Dans les flammes de l’envers !

mis en ligne le 27 juin 2013
Zéno Bianu et André Velter sont complices et ça se sent quand ils publient un livre de poésie à quatre mains intitulé Prendre feu publié chez Gallimard.
Dans la première partie, manif-fête poétique en prose d’une cinquantaine de pages intitulé « Ce qui se veut », leur idée première était de faire, pour le dire un peu vite, un état de la poésie contemporaine et plus particulièrement leur état à eux dans le mouvement poétique d’aujourd’hui. Et ils voulaient, de façon enthousiaste et sans polémique, trouver leur langue propre pour dire cela.
Paul Celan ne voyait pas de différence de principe entre une poignée de main et un poème, mais avec ces deux poètes-là, vous vous retrouverez plutôt pris à bras le corps, dans un grand charivari, façon New Orleans, d’images et de sons ! On vacille, on est déséquilibré, on voltige ! Les voilà, les trois temps de leur valse poétique.
« Alors, est-ce que ça chante ? » nous demandent-ils en cœur. Oui, ça chante, ça déchiffre, ça vocalise, ça exulte, ça swingue ! Déchaînement de signes, de tocsins et de tablas !
« Et est-ce que ça flamboie ? » nous demandent-ils encore. A las cinco de las tarde, c’est l’heure d’un feu d’artifice, d’un holi indien, d’une bataille de pigments de couleurs avec convocation des grands artificiers : Garcia Lorca, Artaud, Nietzche, Rimbaud, Jarry, Pasolini et tant d’autres !
Des hauteurs du Tibet jusqu’en Espagne, du désert du Taklamakan jusqu’au fond des océans on n’a pas le temps de s’attarder, on lâche prise, on se laisse maintenant guider en confiance, le tempo, toujours et encore !
(Si vous tendez l’oreille, vous y entendrez un air de Chet Baker et, s’il manque un homard, ne vous inquiétez pas, il est certainement dans les jardins du Palais-Royal avec Gérard de Nerval !)
Le feu et la glace, alors brûlure pour brûlure, pour rien au monde on ne demanderait à nos deux poètes de réduire la flamme, non, pour rien au monde. On se demande juste, à ce moment-là avec Juan Ramon Jimenez : « Pourquoi mangeons-nous et buvons-nous autre chose que de la lumière et du feu ! »
Ce qui se veut, chez Zéno Bianu et André Velter, c’est métamorphoser le présent en présence. Ils ne sont pas dans une tour d’ivoire, la leur est translucide et même en nous ayant fait passé de l’autre côté du miroir, le réel est bien là, un réel où la part de l’unique est devenue infime, infirme, quasi inexistante ! Un réel ou la basse-cour planétaire regorge de petits coqs génétiquement modifiés, volatiles si bien conçus qu’ils n’auront pas une fois à se servir de leurs ailes !

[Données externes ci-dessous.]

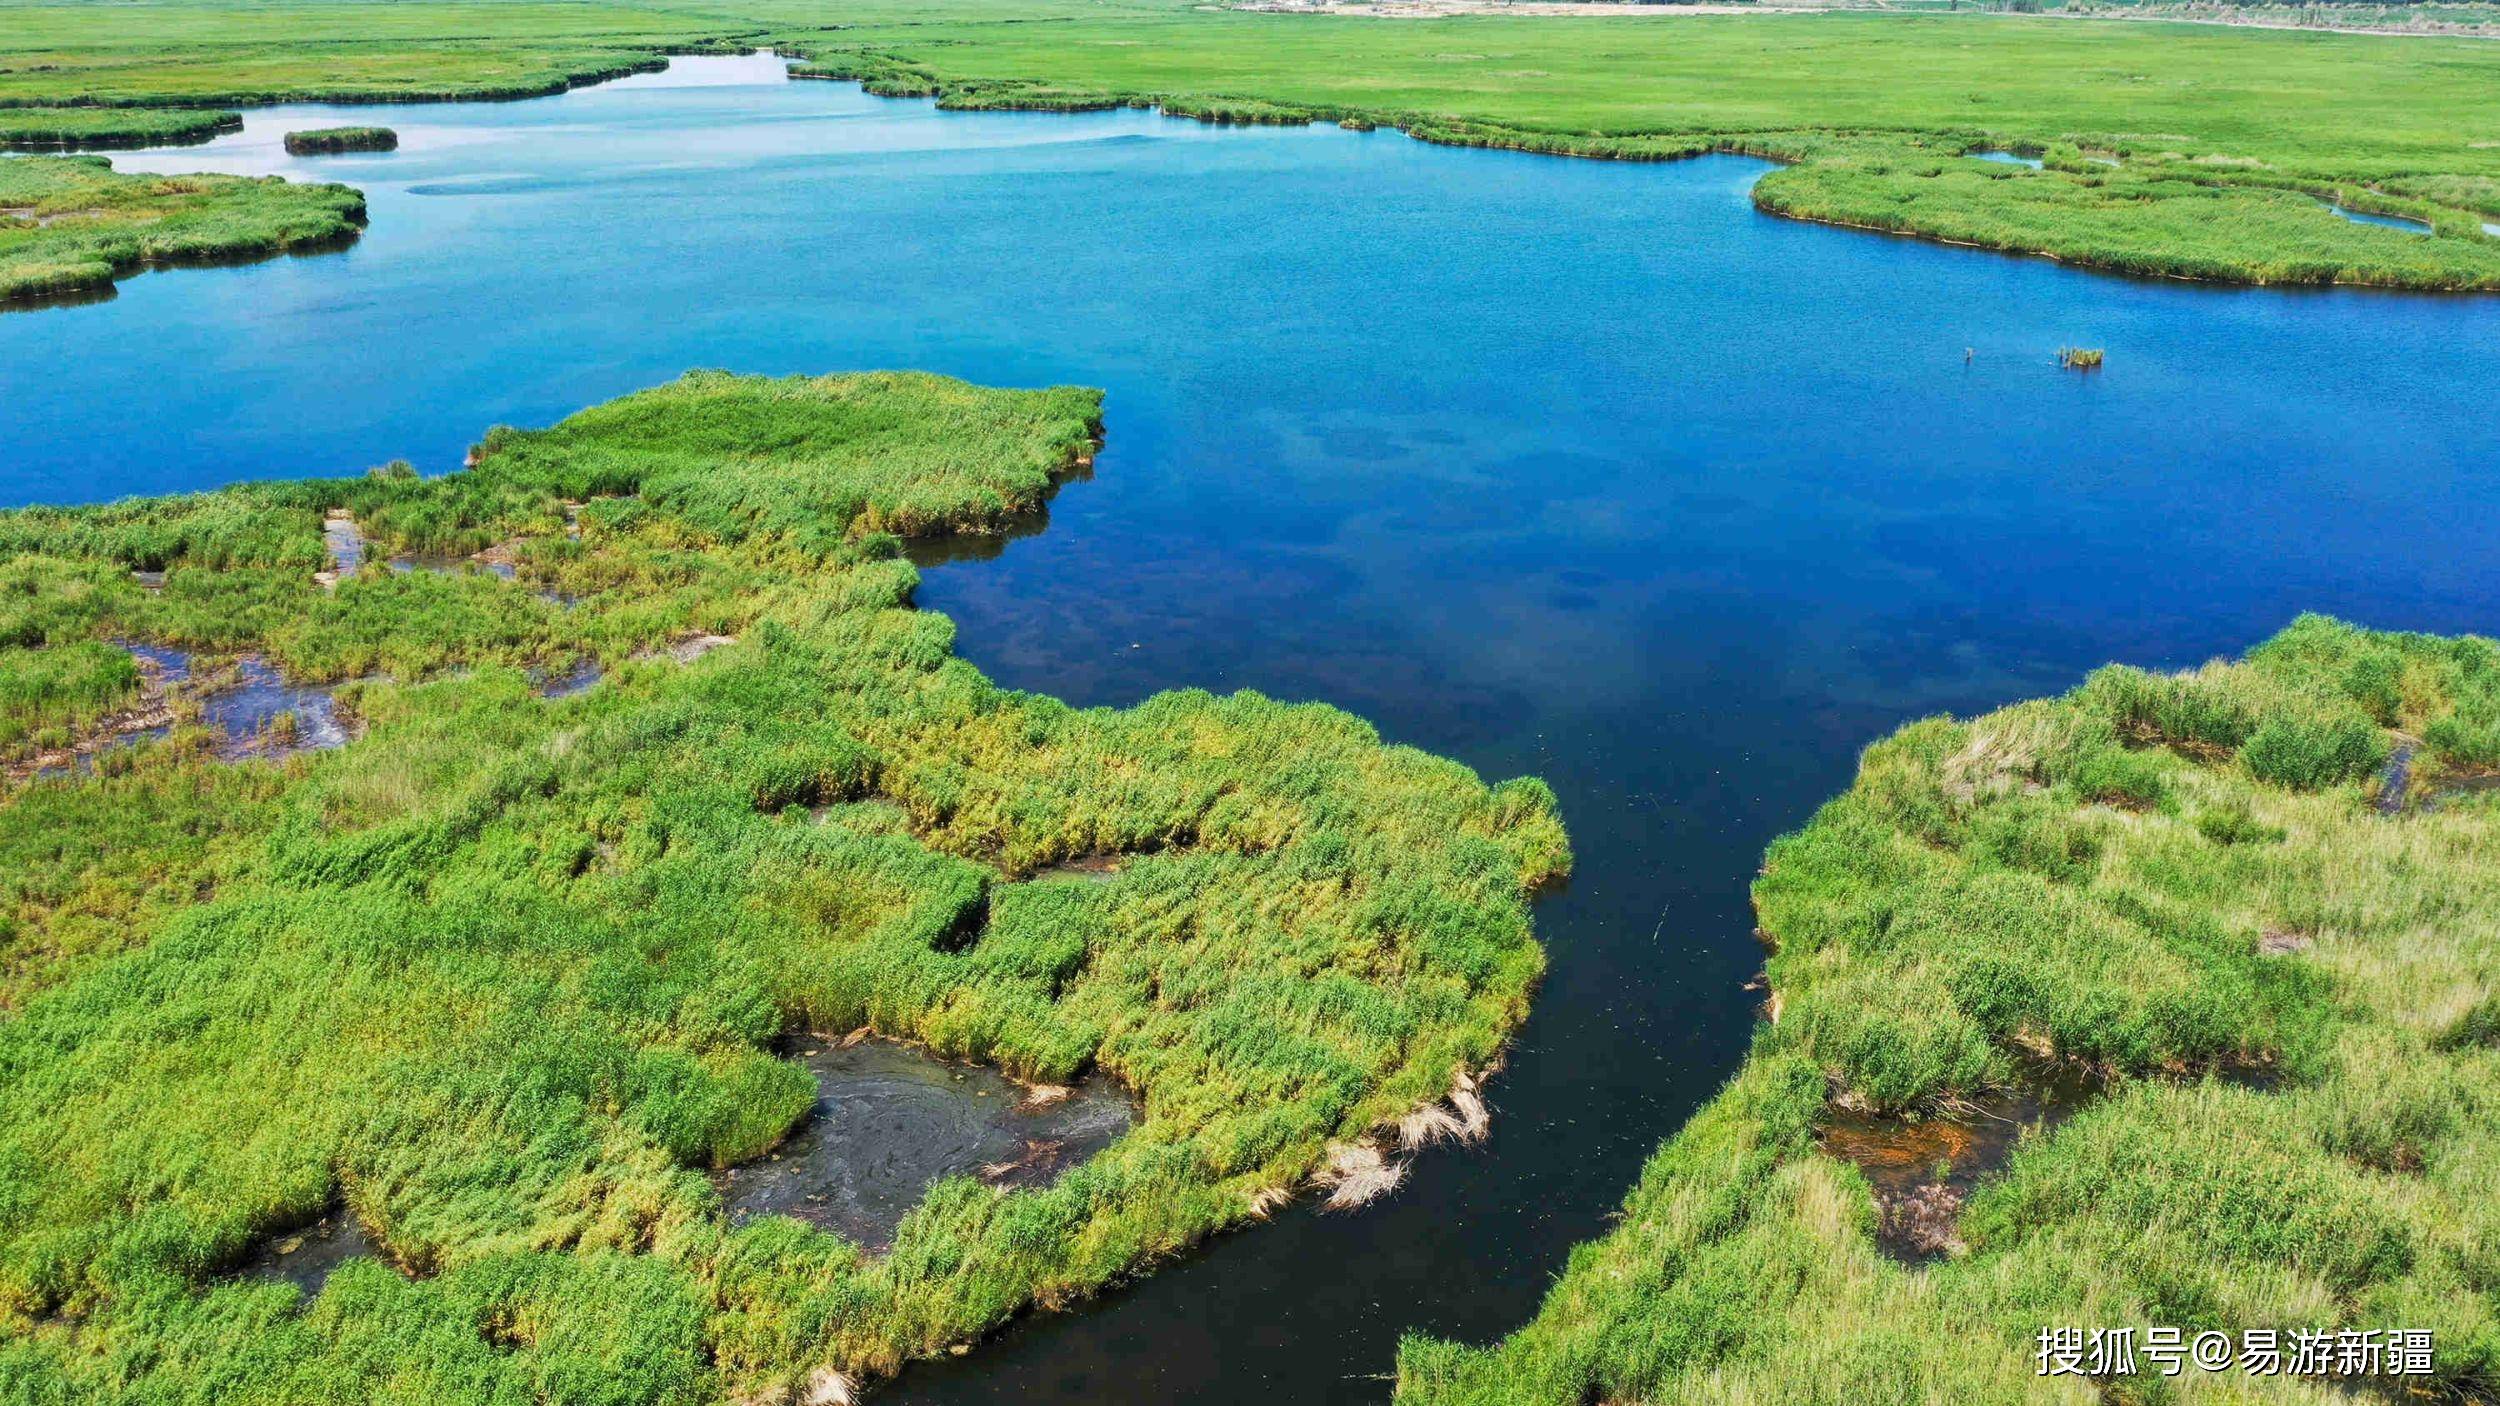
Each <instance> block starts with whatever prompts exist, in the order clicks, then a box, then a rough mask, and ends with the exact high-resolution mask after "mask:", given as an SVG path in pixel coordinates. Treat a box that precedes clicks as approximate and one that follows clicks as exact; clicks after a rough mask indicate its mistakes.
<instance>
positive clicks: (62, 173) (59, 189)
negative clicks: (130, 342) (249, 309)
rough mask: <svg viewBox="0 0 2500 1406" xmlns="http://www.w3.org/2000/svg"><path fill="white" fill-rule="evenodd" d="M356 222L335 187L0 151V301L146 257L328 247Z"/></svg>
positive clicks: (56, 291) (88, 282) (243, 257)
mask: <svg viewBox="0 0 2500 1406" xmlns="http://www.w3.org/2000/svg"><path fill="white" fill-rule="evenodd" d="M362 228H365V198H362V195H360V193H357V190H350V188H345V185H295V183H287V180H280V178H275V175H270V178H250V175H125V173H118V170H113V165H110V163H108V160H105V158H100V155H30V158H10V160H0V308H8V303H12V300H30V298H63V295H90V293H105V290H110V288H113V280H118V278H128V275H130V273H138V270H143V268H150V265H170V263H215V260H245V258H267V255H277V253H287V250H320V248H337V245H345V243H350V240H355V235H357V230H362Z"/></svg>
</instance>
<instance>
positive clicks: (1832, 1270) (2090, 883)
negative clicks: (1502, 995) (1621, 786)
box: [1398, 618, 2500, 1406]
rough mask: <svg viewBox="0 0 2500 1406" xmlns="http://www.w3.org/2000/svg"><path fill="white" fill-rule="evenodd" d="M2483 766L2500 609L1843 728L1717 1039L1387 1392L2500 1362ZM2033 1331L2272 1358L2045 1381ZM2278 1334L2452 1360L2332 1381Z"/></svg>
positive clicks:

Commerce des cœurs, commerce des corps, commerce des âmes, commerce de tout ! Ce qui se veut, pour eux, ce serait plutôt un réel qui ne serait pas intercepté au travers du spectre des lois, de la morale ou de l’ordre social. Ce qui se veut, c’est l’insouciance revivifiée d’un « passer outre » qui exige, en vérité, de « penser outre » !
Mais il fallait bien qu’ils relèvent leur propre défi, qu’ils tirent le fil du funambule pour savoir s’ils tenaient dessus ! Alors, avec la grâce des revenus de tout, ils abordent à marée haute la deuxième partie du livre intitulée : « Le duende d’Orphée », qui, après le caractère plutôt lapidaire et solaire de la première partie en prose, se compose de sept poèmes stricto sensu. Ces textes entrent en résonance familière avec notre part déroutante, il est 5 heures du soir, infiniment, l’azur définitif est traversé de flèches enflammées, un loup des steppes passe dans le no man’s langue, l’ombre d’une corne de taureau déchire l’espace tendu entre nos rêves.
Et on entend comme les derniers échos syncopés d’un big band qui s’éloignerait lentement laissant derrière lui des traces de sable et de sang, en migration toujours… La chance et le feu de quelque chose qui aime, c’est ce que vous aurez dans les mains en lisant Prendre feu de Zéno Bianu et André Velter.